Satellite photos published by the Institute for Science and International Security (ISIS) appear to show that North Korea is building a new atomic reactor. While the North Korean regime may claim the small (25 to 30 megawatt-electric) experimental atomic reactor is for "peaceful" electricity generation, questions are swirling as to whether the enriched uranium needed to fuel the reactor will enable North Korea the ability to master enriching uranium to weapons-grade. Another potential risk is that North Korea could extract plutonium from the new reactor's irradiated nuclear fuel, providing another pathway to -- and plutonium supply for -- atomic weaponry. It was this reprocessing path that North Korea took -- extracting plutonium from irradiated nuclear fuel at a research reactor -- to test fire its first two nuclear weapons, in 2006 and 2009. As with the Iranian and North Korean regimes, any government could divert its nuclear power activities -- via enrichment or reprocessing -- into nuclear weapons development.
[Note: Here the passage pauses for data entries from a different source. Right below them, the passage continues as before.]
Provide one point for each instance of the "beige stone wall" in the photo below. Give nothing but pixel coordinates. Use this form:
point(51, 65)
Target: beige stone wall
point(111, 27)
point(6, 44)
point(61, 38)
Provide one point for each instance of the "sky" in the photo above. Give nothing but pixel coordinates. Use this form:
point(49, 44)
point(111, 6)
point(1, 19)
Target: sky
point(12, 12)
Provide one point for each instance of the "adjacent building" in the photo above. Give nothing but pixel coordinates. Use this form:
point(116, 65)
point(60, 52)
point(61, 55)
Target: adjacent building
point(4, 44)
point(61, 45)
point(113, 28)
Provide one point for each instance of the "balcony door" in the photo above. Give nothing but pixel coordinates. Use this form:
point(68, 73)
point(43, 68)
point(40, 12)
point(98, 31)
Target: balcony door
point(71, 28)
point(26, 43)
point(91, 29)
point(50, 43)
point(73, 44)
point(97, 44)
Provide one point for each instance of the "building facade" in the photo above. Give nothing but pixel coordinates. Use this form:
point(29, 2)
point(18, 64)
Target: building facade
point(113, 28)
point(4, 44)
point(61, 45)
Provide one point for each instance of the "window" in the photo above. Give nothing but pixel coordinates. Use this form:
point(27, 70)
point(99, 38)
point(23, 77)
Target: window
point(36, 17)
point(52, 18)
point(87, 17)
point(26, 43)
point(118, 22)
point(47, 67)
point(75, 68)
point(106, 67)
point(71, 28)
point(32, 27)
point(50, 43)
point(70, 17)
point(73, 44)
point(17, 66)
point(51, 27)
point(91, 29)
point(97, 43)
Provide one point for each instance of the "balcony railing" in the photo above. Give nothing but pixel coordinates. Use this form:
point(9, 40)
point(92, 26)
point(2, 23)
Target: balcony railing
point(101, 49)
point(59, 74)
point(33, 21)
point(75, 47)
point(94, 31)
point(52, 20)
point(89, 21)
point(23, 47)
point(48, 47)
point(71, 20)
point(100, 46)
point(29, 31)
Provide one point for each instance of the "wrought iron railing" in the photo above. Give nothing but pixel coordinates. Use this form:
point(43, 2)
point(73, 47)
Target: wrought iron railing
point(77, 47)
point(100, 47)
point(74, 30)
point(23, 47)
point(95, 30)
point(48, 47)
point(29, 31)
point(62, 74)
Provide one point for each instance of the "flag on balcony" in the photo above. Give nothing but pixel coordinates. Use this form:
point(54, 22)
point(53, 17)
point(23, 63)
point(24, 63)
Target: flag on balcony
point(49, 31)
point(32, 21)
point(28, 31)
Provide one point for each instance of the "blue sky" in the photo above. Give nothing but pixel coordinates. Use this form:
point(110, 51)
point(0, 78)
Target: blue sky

START ratification in jeopardy in Senate

Minority Whip, Senator Jon Kyl (R-AZ) is attempting to block ratification of the START (Strategic Arms Reduction Treaty) after an agreement on the treaty was signed by the President Obama and Dimitry Medvedev in April.  Kyl claims there is not enough time during the current lame duck session of Congress, but skeptics point out that delaying the vote until the new Senate is seated gives the Republicans six more seats than currently which could boost Kyl's real agenda to garner billions more for nuclear weapons production as a "quid pro quo" for START ratification. Is Kyl playing politics? Or even jeopardizing national security as many experts in the field have stated, according to a document from the Center for Arms Control and Non-Proliferation? The fact that START ratification is a top priority for the Obama administration - which is continuing to push for a vote despite Kyl's opposition - is considered another strong motivation for Republicans to block or dilute the effort.  According to the Union of Concerned Scientists, the Obama administration has already cow-towed to some of Kyl's demands, revising its 10-year budget for nuclear weapons with an increase in spending of "$4.1 billion over the next 5 years, over and above the more than $80 billion that the Obama administration already pledged for nuclear weapons (not including delivery vehicles) over the next ten years." START would shrink the U.S. and Russian arsenals of strategic warheads, and revive on-the-ground inspections that ceased when a previous treaty expired nearly a year ago.